The write endpoint accepts an order payload, builds two documents, and submits them in one Cosmos DB transactional batch:

  • an order document that represents the business state
  • an outbox document that represents the integration event to relay later

Both documents use the same partition key so Cosmos DB can commit them atomically.

operations = [
    ("create", (order_document,)),
    ("create", (outbox_document,)),
]
container.execute_item_batch(batch_operations=operations, partition_key=partition_key)

The relay function listens to the Cosmos DB change feed, filters for type == "outbox", publishes the event to a broker boundary, and records dispatch metadata with azure-functions-db-python.
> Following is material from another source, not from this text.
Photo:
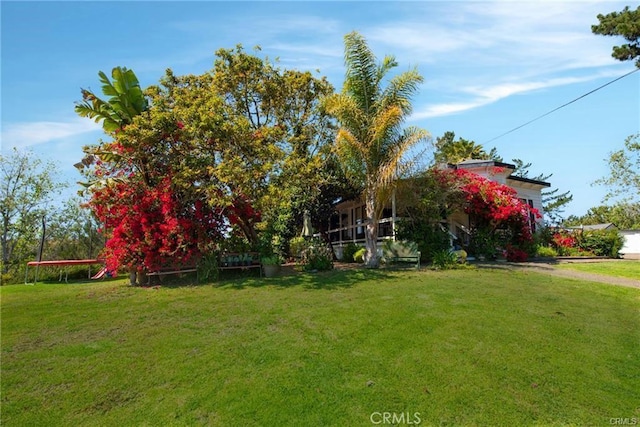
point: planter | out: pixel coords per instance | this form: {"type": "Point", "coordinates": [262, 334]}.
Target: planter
{"type": "Point", "coordinates": [271, 270]}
The sample uses structured logging to make the relay path visible during local runs.

@app.cosmos_db_trigger(...)
@db.output("dispatch_out", url="%DISPATCH_DB_URL%", table="outbox_dispatches")
def relay_outbox_events(documents: list[dict[str, Any]], dispatch_out: DbOut) -> None:
    dispatches = []
    for document in documents:
        if document.get("type") != "outbox":
            continue
        publish_to_broker(document)
        dispatches.append(build_dispatch_record(document))
    dispatch_out.set(dispatches)

Run Locally

cd examples/reliability/outbox_pattern
pip install -e ".[dev]"
cp local.settings.json.example local.settings.json
sqlite3 relay.db "CREATE TABLE IF NOT EXISTS outbox_dispatches (event_id TEXT PRIMARY KEY, aggregate_id TEXT NOT NULL, event_type TEXT NOT NULL, broker_name TEXT NOT NULL, dispatched_at TEXT NOT NULL, status TEXT NOT NULL);"
func start

Expected Output

[INFO] Accepted order and stored outbox event in one transactional batch. order_id=order-1001 event_id=evt-order-1001-created
[INFO] Received 2 changed document(s) from Cosmos DB.
[INFO] Relayed outbox event to broker boundary. event_id=evt-order-1001-created broker=log-broker
[INFO] Recorded 1 dispatch audit row(s).

Production Considerations

  • Partitioning: keep the business document and outbox event in the same logical partition or the batch is not atomic.
  • Ordering: preserve stable event ordering per aggregate, especially when one order emits multiple events.
  • Deduplication: assume the relay can replay and make downstream consumers idempotent.
  • Cleanup: apply TTL to outbox records or archive them after the replay window expires.
  • Broker integration: replace the sample's logging publisher with Service Bus, Event Hubs, or Kafka.
  • Observability: log order_id, event_id, and relay outcome so failures can be replayed safely.